With revisions to the Leisure sector estimates due to the impact from refurbishments in Maldives and Covid-19, our sum-of the parts valuation-based target price falls to LKR 52.00/share (previously LKR 60.00/share). Including a dividend of LKR 1.50/share, we derive a total return of +27.1%. BUY. See our full report for our full valuation and financials.
SPEN reported a 3Q FY20 recurring net profit to equity shareholders of LKR 787mn (down 37.9% YoY), below our estimates. Net earnings declined as a result of lower earnings at Leisure as expected, and Strategic Investments. In addition, higher interest expenses due to SLFRS 16 and high borrowings at AHUN also added to the group earnings decline.

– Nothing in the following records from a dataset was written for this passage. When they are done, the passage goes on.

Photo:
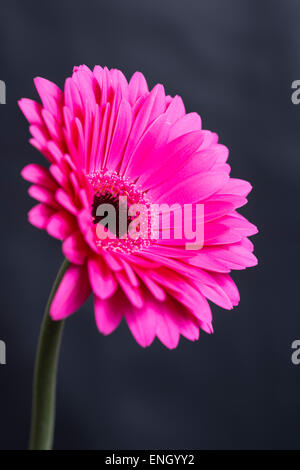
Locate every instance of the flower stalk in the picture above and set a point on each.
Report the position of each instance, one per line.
(44, 385)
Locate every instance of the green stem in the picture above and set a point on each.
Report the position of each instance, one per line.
(44, 385)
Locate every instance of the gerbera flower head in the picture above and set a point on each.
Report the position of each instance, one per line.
(114, 144)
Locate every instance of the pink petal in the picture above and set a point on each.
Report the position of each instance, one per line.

Looking at 4Q FY20E and 1H FY21E, we expect stable earnings at Logistics, yet remain cautious of earnings from 1) Leisure given the impact of Covid-19 and refurbishments in Maldives and 2) low earnings in Strategic Investments due to the investments in the printing business in Fiji. We expect earnings recovery to begin from 2H FY21E.
Covid-19 affects Leisure in the short-run; long-term upside potential intact
For the quarter, the segment reported a net profit of LKR 226mn compared to LKR 1.0bn in 3Q FY19 as expected given the impact on the overall industry post Easter attacks. Maldives offset SL woes with Heritance Aarah entering the books with ARRs of USD 1,000-2,000/night. Looking forward, we expect the impact of Covid-19 to result in lower occupancies and ARRs across both regions. However, in the long-run, once the ongoing refurbishments in the Maldives are completed (100 rooms), we expect it to have an upside to earnings, similar to that from Heritance Aarah.
Maritime and logistics segment continues to aid overall group earnings
Segment net earnings were up 31.1% YoY. While revenues were down 6.7% YoY, EBIT improved by 13.1% YoY. The integrated logistics and maritime segments continued to perform well while the freight segment underperformed during the quarter as a result of strong competition in the space and lower yields. In addition, SPEN’s bottom-line also benefited from its port management business in Fiji, which continues to contribute positively to the group.
Strategic Inv. to see pressure from investments in Fiji in the short-run
Segment net earnings were down 87.2% YoY with net revenues down 16.2% YoY while EBIT declined by 64.7% YoY. Segment earnings for the quarter were hurt by investments in the printing business in Fiji, which is still ramping up. Ace Power Embilipitiya however, performed well and has received payments from the government on time on a continuous basis. On the plantation side, Elipitiya saw a net profit growth for the quarter as well. In the short-run, we expect segment earnings to be pressured till the Fiji investments gain traction.
We lower our target price to LKR 52.00/share but maintain our BUY rating
The stock has dropped ~10.0% YTD and YoY and is trading at 7.6x our FY21E earnings. With revisions to our Leisure sector earnings, our sum-of-the-parts valuation-based target price goes to LKR 52.00/share (previously LKR 60.00/share). Including a divined of LKR 1.50/share, we derive a total return of +27.1%. BUY.